BIAŁA. Był niemym świadkiem wielu historycznych wydarzeń. W latach świetności urzekał swoim wyglądem, jednak dzisiaj jego widok bardziej smuci niż zachwyca. Od czasu, gdy przestało w nim tętnić życie ? marnieje. Mimo, iż piecze nad nim sprawuje i konserwator ochrony zabytków, i obecny zarządca, czyli dyrektor Młodzieżowego Ośrodka Socjoterapii – na terenie którego ów zabytek się znajduje – jego przyszłość rysuje się w czarnych barwach. Mowa o obiekcie pałacowo-parkowym w Białej niedaleko Trzcianki. Czy znajdzie się ktoś, kto będzie chciał przywrócić mu dawny blask?
Po pałacu nie ma już śladu. Nie zachowały się też żadne dokumenty mówiące o jego historii, czy architekturze. Są jedynie przypuszczenia, że był to drewniany obiekt. To co pozostało do dzisiaj, a co również stanowi urokliwy zabytek – to oficyna, w której mieszkała pałacowa służba. Niestety, m.in. taki status budynku zniechęca jego ewentualnych nabywców.
– Mimo licznych przymiarek do sprzedaży oficyny, niewielu było ostatecznie zainteresowanych tą ofertą. Prawdopodobnie ze względu na mało atrakcyjną lokalizację i zły stan zabytku, którego renowacja wymagałaby sporych nakładów pracy i środków.

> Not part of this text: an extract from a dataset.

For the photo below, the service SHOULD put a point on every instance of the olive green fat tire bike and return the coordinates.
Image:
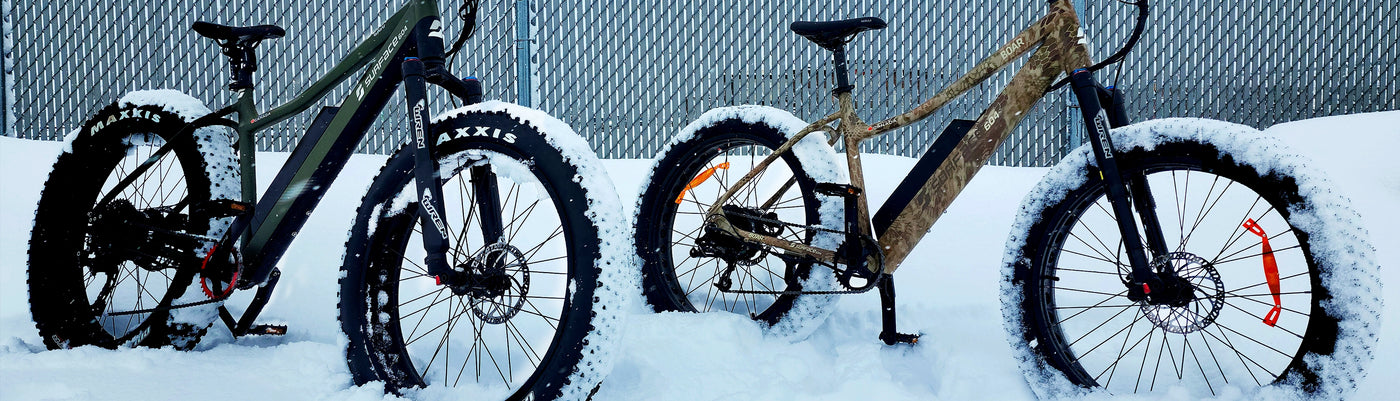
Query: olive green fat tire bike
(483, 257)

Poza tym budynek ten jest oficyną, a nie pałacem, więc i przez to traci na popularności – mówi dyrektor MOS w Białej i administrator obiektu Sławomir Milczarek.
Póki co w zabytkowych murach, których właścicielem jest Powiat Czarnkowsko-Trzcianecki, konserwator zabytków przeprowadza okresowe przeglądy stanu technicznego. Ewentualne zalecenia pokontrolne wykonywane są już pod nadzorem dyrektora ośrodka na koszt Powiatu.
– Dbamy o to, by ?nasz? zabytek nie ulegał dalszej dewastacji. Gdy powstał ośrodek, zainwestowaliśmy w niego duże kwoty. Został naprawiony dach na dobudówce i rynny, a dachówki i okna uzupełnione. Jednak te wszystkie prace i tak nie ochronią skutecznie oficyny przed rozwijającymi się wewnątrz grzybami, pleśnią czy wilgocią. Konieczny byłby gruntowny remont. A to ogrom kosztów i prac ? podkreśla dyrektor MOS.
Z pewnością można by zdobyć stosowne środki na dofinansowanie renowacji i tym samym uratowanie pałacu przed dalszym popadaniem w ruinę, gdyby pojawiła się konkretna potrzeba i pomysł na jego zagospodarowanie. Póki co MOS dysponuje wystraczającym zapleczem dydaktycznym – użytkuje cztery budynki – a zatem adaptacja kolejnych pomieszczeń byłaby bezcelowa.
A jeszcze nie tak dawno ?pałac? tętnił życiem. Działała w nim najpierw szkoła, potem internat. Gdy w latach 80-tych szkoła przeniosła się do nowego budynku, oficyna została wyłączona z użytkowania. Od tego czasu stoi w ciszy i zapomnieniu, otoczona lipami i dębami.
Czy znajdzie się ktoś, kto będzie chciał przywrócić jej dawny blask? Czy ktoś uratuje ją przed powolną ?śmiercią??
***
W połowie XVIII wieku wieś Biała była własnością Józefa Stefana hr. Radolińskiego z Radolina, który ożenił się z Teresą Swiniarską. Ich córką była Katarzyna, dziedziczka Białej. Prawdopodobnie to Radolińscy byli budowniczymi pałacu, a także pałacowej oficyny. Kolejnym dziedzicem był Andrzej hr. Radoliński. Jego syn Ignacy zadłużył majątek i wyjechał do Paryża. W 1842 r. dobra nabył hrabia Karol Ludwig von Moltke z Meklenburgii – Strelitz, który unowocześnił majątek, a także rozbudował pałacową oficynę. Wdowa po nim, Eugenia prowadziła tam przedszkole i sierociniec.
Po drugiej wojnie światowej pozostałości majątku przejął Skarb Państwa. Na terenie dawnego folwarku powstało Państwowe Gospodarstwo Rolne. W późniejszym okresie w obiektach pałacowych mieściła się szkoła i internat.